I see mirrors everywhere.
Maybe it’s because I’m imposing my own mental schema on the rest of the world. After all, Kant was right when he said, “Our intellect does not draw its laws from nature but imposes its laws on nature.” Or maybe it’s because mirrors are easier to see than other things. After all, they’re shiny, widely useful, and placed in conspicuous locations throughout homes, hallways, and historiographies. Or maybe it’s because the metaphor of the mirror–the reflection, the sign, the dialectic, the simulation, the narcissistic dream–is so powerful and so central to the human imagination that mirrors really are everywhere we look.
The gift of consciousness is the (a priori?) knowledge that there is something out there–some “truth”–beyond what we can immediately perceive. Any living being can experience the growth of a tree inasmuch as it grows vertically, branches out in various directions, and doesn’t move very quickly. But it’s perhaps uniquely human to wonder about the laws or meaning behind the growth of a tree–only we ask, “Why?”
Our individual and collective capacity for symbolic thought predisposes us to believe in the epistemic validity of dialectics and dichotomies. Language depends upon the assumption that objects and processes in the real world can be expressed in terms of symbols. Science–and in fact, any system intended to create knowledge–depends on mirrored relationships to link what we see and hear and taste to what we can’t possibly perceive.
Philosophers, especially philosophers of mind, have always had trouble with what they call qualia. How do we know that what you see and what I see correspond to the same thing in the real world? Do concepts independent of subjective experience, or qualia, exist? This is part of the problem of underdetermination, the idea that theories are or can be independent of evidence: the same evidence (the sun always sets in the west) can be used to form different and equally valid theories of nature (the Earth orbits the sun, or the sun orbits the Earth).
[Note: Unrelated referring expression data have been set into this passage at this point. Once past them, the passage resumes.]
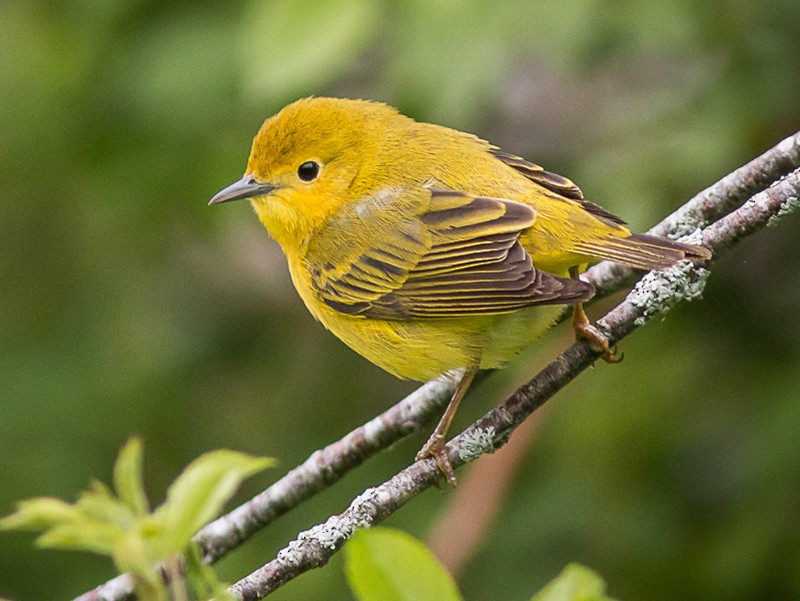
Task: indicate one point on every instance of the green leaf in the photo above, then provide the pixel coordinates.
(128, 481)
(384, 564)
(200, 493)
(39, 513)
(575, 583)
The shadow of reality takes a different shape depending on the texture of the surface on which it is projected.
The fantasy of correspondence is the idea that theory and knowledge can be grounded in materiality. It is an ancient dream, visible in the Enlightenment ethos that rational (mathematical, logical, symbolic) thought can reflect and reveal the hidden natural order and all of its Utopian potential. But it is also a modern dream, incarnated as our newfound faith that digitization and interdependence can simulate a more perfect universe.
Our tools have historically been both proxies and catalysts for our changing understandings of the reflecting plane between objectivity and subjectivity. The development of printing in the 16th century splintered the Holy Roman Empire, and at the same time established new structures of knowledge and power throughout the world. The camera’s mechanical fidelity and emotionless distance from its subject altered and was altered by changing concepts of reproducibility and truth-to-nature. And now, simulation technologies from supercomputers to MRIs are at the center of changing concepts of observability, experimentation, and reality.
Karl Popper, responding to the sterile linguistic mathematics of the logical positivists, imagined an “induction machine” that might model the universe by using mirrored correspondences between simulation and reality:
In constructing an induction machine we, the architects of the machine, must decide a priori what constitutes its “world”; what things are taken to be similar or equal; and what kind of laws we wish the machine to be able to “discover” in its “world.” In other words we must build into the machine a framework determining what is relevant or interesting in its world: the machine will have its “inborn” selection principles. The problems of similarity will have been solved for it by its makers who thus have interpreted the “world” for the machine.
Simulation is probably not a solution to the correspondence problem, the problem of mirrors. Technologies of simulation are and will always remain tools developed and trained by human beings, and therefore will never be able to do or see something we cannot (but they can make things apparent that we have overlooked). But by bringing the mirror to our attention–by making material the until now invisible logical relationship between that which we experience and that which we know to be real–they provide us with a site for ultimate self-exploration.